Core Differentiators

• Breakthrough PFM Platform: First to target the full ABC transporter superfamily with small molecules that restore function, enabling rapid discovery of first-in-class therapies for rare and common diseases like PSC, PBC, NASH, vascular calcification, and chronic kidney disease.[1][5]
• Dual-Targeted Lead Candidate: Orally available PFM enhancing ABCB4 and BSEP to improve bile composition and flow, directly tackling cholestasis and cholangitis in hepatobiliary diseases; currently in IND-enabling studies for PSC.[5]
• Proven Expertise: Leadership from Vertex alumni (e.g., CSO Moore) and recent CMO Pol Boudes (30+ years in drug development), supported by Atlas Venture's seeding and a scientific advisory board.[2][3]
• Pipeline Breadth: Spans hepatobiliary (Phase 1 family selection), cardio-renal-metabolic, and expansion indications like LPAC, PFICs, and neurodegenerative diseases.[4][5]

Role in the Broader Tech Landscape

Rectify rides the wave of precision medicine in membrane protein modulation, extending CFTR successes (e.g., Vertex's cystic fibrosis drugs) to the undrugged ABC transporter class, which underlies diseases affecting millions in liver, kidney, heart, and CNS areas.[1][2] Timing aligns with surging demand for disease-modifying therapies amid rising cardio-renal-metabolic burdens—a top global cause of death—and advances in small-molecule screening platforms.[5] Market forces like orphan drug incentives for rare hepatobiliary conditions (e.g., PSC) and NASH epidemic favor Rectify, positioning it to influence biotech by pioneering PFM chemistry applicable beyond ABC transporters to other membrane proteins.[5]

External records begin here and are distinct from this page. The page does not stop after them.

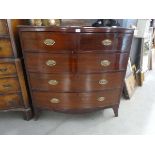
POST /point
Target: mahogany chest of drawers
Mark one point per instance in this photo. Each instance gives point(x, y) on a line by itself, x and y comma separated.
point(13, 93)
point(75, 69)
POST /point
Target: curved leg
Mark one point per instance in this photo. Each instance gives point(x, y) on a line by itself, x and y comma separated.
point(115, 109)
point(37, 112)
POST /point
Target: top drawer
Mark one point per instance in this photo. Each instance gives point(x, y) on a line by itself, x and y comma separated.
point(105, 41)
point(48, 41)
point(3, 27)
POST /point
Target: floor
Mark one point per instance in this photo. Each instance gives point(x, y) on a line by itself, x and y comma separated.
point(136, 116)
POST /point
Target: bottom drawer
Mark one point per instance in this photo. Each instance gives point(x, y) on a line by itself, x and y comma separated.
point(10, 101)
point(68, 101)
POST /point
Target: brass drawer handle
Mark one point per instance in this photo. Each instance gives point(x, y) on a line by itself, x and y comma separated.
point(3, 70)
point(105, 63)
point(49, 42)
point(54, 100)
point(50, 63)
point(7, 86)
point(53, 82)
point(101, 99)
point(106, 42)
point(103, 82)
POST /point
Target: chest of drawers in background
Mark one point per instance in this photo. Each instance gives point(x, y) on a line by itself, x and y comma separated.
point(13, 93)
point(75, 69)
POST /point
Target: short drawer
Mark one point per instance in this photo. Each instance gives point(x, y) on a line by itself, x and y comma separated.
point(105, 41)
point(10, 101)
point(48, 63)
point(76, 83)
point(76, 100)
point(9, 85)
point(3, 27)
point(5, 48)
point(91, 63)
point(47, 41)
point(7, 68)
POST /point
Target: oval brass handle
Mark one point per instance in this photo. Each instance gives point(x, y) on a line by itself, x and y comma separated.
point(3, 69)
point(106, 42)
point(100, 99)
point(7, 86)
point(103, 82)
point(51, 63)
point(53, 82)
point(11, 103)
point(49, 42)
point(54, 100)
point(105, 63)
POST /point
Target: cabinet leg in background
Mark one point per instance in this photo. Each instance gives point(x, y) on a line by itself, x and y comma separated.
point(37, 113)
point(115, 109)
point(28, 114)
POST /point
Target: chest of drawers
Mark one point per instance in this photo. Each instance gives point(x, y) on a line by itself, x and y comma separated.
point(13, 93)
point(75, 69)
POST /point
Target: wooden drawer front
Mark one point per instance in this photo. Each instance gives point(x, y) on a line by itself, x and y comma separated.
point(74, 83)
point(101, 62)
point(3, 27)
point(7, 68)
point(48, 41)
point(5, 48)
point(105, 41)
point(48, 63)
point(10, 101)
point(9, 85)
point(75, 100)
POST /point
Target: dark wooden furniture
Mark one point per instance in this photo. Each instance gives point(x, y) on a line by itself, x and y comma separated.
point(75, 69)
point(13, 93)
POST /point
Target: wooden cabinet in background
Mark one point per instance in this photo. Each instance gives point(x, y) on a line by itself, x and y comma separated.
point(75, 69)
point(13, 92)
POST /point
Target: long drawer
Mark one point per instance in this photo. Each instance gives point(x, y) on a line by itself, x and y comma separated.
point(10, 101)
point(9, 85)
point(87, 63)
point(105, 41)
point(5, 48)
point(76, 83)
point(48, 41)
point(91, 63)
point(76, 100)
point(48, 63)
point(55, 41)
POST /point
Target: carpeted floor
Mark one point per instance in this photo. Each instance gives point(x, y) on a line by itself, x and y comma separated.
point(136, 116)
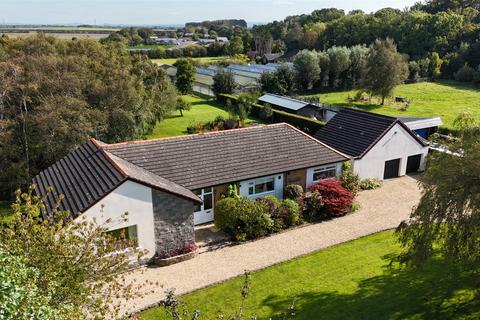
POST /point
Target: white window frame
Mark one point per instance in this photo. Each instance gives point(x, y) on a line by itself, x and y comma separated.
point(253, 184)
point(201, 195)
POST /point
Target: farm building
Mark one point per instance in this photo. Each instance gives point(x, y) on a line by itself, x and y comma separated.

Quick Take & Future Outlook

Rectify is poised to deliver first-in-class PFMs, with its PSC lead candidate advancing to IND submission and clinical trials in 2025-2026, potentially yielding human POC data soon after.[2][5] Trends like AI-driven protein engineering and combo therapies for metabolic diseases will accelerate its pipeline expansion into CRM and neurodegeneration.[5] As the first ABC modulator beyond CFTR, Rectify could reshape treatment paradigms for transporter-mediated diseases, amplifying Atlas Venture's biotech impact while scaling from its $100M war chest toward multi-asset proof-of-concept milestones.[1][2] This positions Rectify as a key player rectifying unmet needs in precision biotech.